Are fat and muscle removed during upper eyelid surgery?
I’m constantly told I look tired all the time. Seems like upper eyelid surgery would be a good option for me. What’s typically involved? Do doctors remove fat and muscle during surgery? Or do they only remove the skin.
Hi, I have performed many Brow Lifts and Eyelid Surgeries over the past 30 years. During consultations with potential upper Blepharoplasty patients that are female, the surgeon should stand behind the patients as they look into a mirror and elevate the eyebrows into their proper aesthetic position. When this is done there are three possible outcomes that decide what should be considered, Brow Lift, Upper Eyelid Surgery (blepharoplasty), or a combination of both. If the eyebrows are placed into the proper aesthetic position and:
1. All the excess upper eyelid fullness is gone when the brows are elevated to their proper aesthetic position. This means all the laxity is due to the low eyebrows and a Brow Lift is recommended alone. Should upper eyelid skin be removed in this scenario, the eyebrows will be pulled down further as the incision is closed, which should be avoided.
2. None of the upper eyelid fullness is reduced. This means that the eyebrows are in the proper aesthetic position and all the fullness is due to excess upper eyelid skin and an Upper eyelid surgery alone is recommended.
3. The most common in women over 50 years of age is when the brows are lifted, some but not all of the upper eyelid fullness is removed. This means the eyebrows are low and there is excess upper eyelid skin. For complete upper eyelid rejuvenation both a Brow Lift and upper eyelid surgery is required. If only a Brow Lift is performed some but not all of the upper eyelid fullness is reduced. If an upper eyelid surgery alone is considered, only the remaining amount of excess upper eyelid fullness shown with this maneuver can be removed. If more is removed, the eyebrows will be pulled downward.
When an upper Blepharoplasty is being performed excess skin and fat can be removed as well as a thin strip of muscle (when the eyelid crease is superficial and needs to be deepened). An experienced Blepharoplasty Surgeon knows what tissue layers are appropriate to remove and by how much in each individual patient in order to create an natural looking result.
Hope this helps.
Depending on the design of the surgery for the individual characteristics of the patient, upper eyelid surgery usually involves removal of skin, muscle, and/or fat, and reshaping of the eyelid to a more youthful appearance.
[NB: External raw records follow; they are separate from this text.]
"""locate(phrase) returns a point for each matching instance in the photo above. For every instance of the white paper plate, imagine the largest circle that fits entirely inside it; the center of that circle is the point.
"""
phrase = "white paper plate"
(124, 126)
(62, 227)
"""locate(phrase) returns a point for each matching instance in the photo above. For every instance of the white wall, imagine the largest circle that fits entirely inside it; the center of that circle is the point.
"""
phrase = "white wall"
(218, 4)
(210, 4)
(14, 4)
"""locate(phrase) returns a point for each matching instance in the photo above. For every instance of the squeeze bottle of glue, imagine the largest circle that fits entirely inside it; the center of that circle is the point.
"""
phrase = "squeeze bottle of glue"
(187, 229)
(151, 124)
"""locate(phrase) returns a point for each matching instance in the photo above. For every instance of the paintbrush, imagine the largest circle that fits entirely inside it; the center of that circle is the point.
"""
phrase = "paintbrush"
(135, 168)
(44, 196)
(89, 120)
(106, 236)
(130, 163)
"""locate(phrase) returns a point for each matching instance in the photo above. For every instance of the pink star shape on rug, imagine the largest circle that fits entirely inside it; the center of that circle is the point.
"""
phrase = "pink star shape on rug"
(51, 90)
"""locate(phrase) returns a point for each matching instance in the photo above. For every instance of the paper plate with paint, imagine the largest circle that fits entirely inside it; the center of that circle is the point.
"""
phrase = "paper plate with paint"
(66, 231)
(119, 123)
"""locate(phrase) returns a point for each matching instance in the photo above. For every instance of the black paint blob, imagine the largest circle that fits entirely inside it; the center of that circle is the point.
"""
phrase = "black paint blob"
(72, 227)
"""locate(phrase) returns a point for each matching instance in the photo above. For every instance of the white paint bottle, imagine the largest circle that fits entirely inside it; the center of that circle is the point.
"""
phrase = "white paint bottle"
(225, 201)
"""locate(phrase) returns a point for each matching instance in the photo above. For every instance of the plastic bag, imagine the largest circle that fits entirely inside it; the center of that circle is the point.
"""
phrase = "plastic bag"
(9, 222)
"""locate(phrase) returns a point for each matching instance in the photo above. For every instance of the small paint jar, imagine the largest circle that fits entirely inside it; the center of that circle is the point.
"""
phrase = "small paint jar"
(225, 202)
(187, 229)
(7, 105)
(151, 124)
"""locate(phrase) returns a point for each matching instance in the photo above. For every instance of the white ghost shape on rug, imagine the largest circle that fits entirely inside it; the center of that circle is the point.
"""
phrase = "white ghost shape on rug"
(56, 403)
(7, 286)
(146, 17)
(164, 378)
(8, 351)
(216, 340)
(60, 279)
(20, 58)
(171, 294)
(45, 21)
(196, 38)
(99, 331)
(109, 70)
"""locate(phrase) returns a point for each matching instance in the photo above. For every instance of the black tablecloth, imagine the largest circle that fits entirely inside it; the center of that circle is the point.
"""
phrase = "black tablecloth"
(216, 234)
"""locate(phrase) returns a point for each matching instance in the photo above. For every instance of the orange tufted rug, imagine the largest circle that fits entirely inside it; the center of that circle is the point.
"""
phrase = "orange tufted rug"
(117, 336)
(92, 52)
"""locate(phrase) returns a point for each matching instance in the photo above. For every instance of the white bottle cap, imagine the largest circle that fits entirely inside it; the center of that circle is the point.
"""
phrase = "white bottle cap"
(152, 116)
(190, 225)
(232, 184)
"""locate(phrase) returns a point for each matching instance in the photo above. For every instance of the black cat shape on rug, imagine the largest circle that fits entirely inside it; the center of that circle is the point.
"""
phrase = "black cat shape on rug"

Since every face is different, the surgery plan should be customized and discussed with each patient individually.
Sometimes it is only necessary to remove excess skin during eyelid surgery (blepharoplasty). Sometimes, though, there is too much muscle and a sliver of muscle may be removed as well. This is where a consult with a surgeon is so very important.
You can read about eyelid surgery on my website http://www.plasticsurgeonnewyork.com/eyelid-surgery.php
You are most welcome to see me for a consultation -- it is free. Call 212 570 6080.
Before an upper blepharoplasty is performed a proper assessment will determine what tissue and how much tissue needs to remove. For some people only skin is removed. For others is more strip of muscle and pockets of fat are also removed to achieve a fresh brighter appearance to your eyes.
It depends! Depending on your goals and anatomy, your board certified plastic surgeon will carefully assess whether skin, skin and muscle, or skin muscle and fat are necessary to excise. In most cases, I will perform skin-only blepharoplasty, in the office, under local anesthesia for folks with excess skin alone. If there is bulging factor a double-eyelid is desired, I consider excision or repositioning of fat too.